The pre-trade context score
A simple scoring model can help slow the process down:
- ▸Trend alignment: 0, 1, or 2 points.
- ▸Volatility fit: 0, 1, or 2 points.
- ▸Liquidity quality: 0, 1, or 2 points.
- ▸Event clarity: 0, 1, or 2 points.
- ▸Risk budget clarity: 0, 1, or 2 points.
A low score does not automatically mean no trade. A high score does not mean the trade is good. The score is a review tool. It forces the trader to explain what is known, what is unclear, and what needs a smaller size, a wider review window, or a pause.

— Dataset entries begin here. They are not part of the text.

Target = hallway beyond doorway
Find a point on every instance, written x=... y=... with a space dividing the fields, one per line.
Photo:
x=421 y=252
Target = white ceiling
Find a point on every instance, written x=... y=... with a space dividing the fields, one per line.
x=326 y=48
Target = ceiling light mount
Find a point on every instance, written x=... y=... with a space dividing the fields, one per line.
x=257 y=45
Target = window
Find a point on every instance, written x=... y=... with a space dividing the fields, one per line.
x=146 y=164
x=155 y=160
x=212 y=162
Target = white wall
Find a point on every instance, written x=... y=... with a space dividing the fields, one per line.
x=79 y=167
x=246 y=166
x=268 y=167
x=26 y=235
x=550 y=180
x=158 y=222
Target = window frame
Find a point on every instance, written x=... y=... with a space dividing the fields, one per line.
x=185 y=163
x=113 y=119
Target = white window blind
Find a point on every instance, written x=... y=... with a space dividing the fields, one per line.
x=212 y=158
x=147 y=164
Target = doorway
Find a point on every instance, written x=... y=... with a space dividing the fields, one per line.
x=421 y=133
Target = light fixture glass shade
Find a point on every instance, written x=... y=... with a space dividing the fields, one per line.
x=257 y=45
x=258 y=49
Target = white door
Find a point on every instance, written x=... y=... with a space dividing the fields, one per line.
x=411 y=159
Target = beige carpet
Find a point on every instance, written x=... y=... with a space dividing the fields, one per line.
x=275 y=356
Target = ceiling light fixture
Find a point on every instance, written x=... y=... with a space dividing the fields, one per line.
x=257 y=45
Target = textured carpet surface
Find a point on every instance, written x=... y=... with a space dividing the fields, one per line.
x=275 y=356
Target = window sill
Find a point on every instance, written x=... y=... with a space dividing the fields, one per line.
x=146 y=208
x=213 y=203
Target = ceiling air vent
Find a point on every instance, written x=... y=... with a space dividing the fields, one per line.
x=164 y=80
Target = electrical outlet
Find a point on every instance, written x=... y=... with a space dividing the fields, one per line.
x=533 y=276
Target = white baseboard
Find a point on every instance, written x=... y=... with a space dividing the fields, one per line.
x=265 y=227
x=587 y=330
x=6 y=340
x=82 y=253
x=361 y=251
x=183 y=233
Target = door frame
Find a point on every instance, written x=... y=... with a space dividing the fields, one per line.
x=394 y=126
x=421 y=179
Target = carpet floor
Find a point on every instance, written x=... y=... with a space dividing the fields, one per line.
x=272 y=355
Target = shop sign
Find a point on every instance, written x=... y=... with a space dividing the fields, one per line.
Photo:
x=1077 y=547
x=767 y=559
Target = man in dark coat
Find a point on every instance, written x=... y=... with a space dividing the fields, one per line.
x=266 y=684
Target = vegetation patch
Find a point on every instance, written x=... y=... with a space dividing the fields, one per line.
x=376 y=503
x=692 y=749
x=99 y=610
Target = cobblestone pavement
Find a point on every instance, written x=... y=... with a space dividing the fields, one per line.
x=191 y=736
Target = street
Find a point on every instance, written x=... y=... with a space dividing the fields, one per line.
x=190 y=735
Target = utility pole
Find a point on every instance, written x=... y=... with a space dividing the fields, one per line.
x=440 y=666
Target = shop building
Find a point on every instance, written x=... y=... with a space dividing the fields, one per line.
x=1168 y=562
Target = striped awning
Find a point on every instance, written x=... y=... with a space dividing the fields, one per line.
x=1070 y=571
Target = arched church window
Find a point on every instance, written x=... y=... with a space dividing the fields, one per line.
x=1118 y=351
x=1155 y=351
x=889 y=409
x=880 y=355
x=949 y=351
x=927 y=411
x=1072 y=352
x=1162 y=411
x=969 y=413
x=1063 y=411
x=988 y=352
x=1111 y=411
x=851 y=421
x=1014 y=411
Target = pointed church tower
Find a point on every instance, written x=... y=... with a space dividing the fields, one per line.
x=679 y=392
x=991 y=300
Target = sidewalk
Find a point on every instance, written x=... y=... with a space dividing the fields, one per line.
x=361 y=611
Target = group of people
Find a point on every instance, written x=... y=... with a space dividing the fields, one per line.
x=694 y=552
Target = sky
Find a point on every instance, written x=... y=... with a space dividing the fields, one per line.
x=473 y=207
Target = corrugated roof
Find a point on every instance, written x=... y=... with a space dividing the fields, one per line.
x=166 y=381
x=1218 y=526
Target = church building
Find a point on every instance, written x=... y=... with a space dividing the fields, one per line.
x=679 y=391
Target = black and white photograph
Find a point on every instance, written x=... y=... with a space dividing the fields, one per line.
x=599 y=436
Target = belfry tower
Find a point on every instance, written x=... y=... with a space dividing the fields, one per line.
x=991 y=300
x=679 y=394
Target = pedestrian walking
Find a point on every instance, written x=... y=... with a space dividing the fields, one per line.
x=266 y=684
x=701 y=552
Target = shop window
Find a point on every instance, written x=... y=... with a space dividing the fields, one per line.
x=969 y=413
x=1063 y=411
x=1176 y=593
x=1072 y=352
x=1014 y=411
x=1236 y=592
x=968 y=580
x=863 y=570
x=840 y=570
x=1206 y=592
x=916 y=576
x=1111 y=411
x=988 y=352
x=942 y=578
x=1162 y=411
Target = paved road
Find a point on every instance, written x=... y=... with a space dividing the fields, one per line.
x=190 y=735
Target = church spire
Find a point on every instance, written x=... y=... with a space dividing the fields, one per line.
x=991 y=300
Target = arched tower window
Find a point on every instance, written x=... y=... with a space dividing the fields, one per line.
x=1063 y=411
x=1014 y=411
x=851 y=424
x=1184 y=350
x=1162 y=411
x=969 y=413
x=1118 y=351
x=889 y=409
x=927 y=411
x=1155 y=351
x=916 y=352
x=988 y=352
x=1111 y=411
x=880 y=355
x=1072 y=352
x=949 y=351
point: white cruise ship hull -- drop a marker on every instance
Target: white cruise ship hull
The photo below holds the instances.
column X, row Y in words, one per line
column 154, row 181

What to write before entry
Before entry, write the setup, context score, invalidation level, planned risk, review trigger, and reason the trade fits the current environment. If you cannot write those items quickly, the setup may need more review.
Also write what would make you stand down. That might be a spread widening, a news headline, volatility expansion, a failed retest, a time window ending, or a daily risk limit being hit.
Mistakes to avoid
Do not use context as an excuse to chase. Do not call every candle “liquidity.” Do not ignore spread and slippage. Do not treat a checklist score as a prediction. Do not increase size just because several boxes are checked. And do not keep trading after the context that justified the setup has changed.
Bucko workflow
Use Bucko to save the pre-trade note, screenshots, context score, risk budget, invalidation level, and post-trade review. Bucko can support education, journaling, scenario analysis, guardrails, user-defined controls, and review workflows while the user remains responsible for decisions.
Bucko workflow checklist
- ▸Score trend, volatility, liquidity, events, and risk budget.
- ▸Write the invalidation level before entry.
- ▸Define the session or time window for the idea.
- ▸Tag whether the trade fit the plan after the fact.
- ▸Review slippage, behavior, and rule adherence separately from outcome.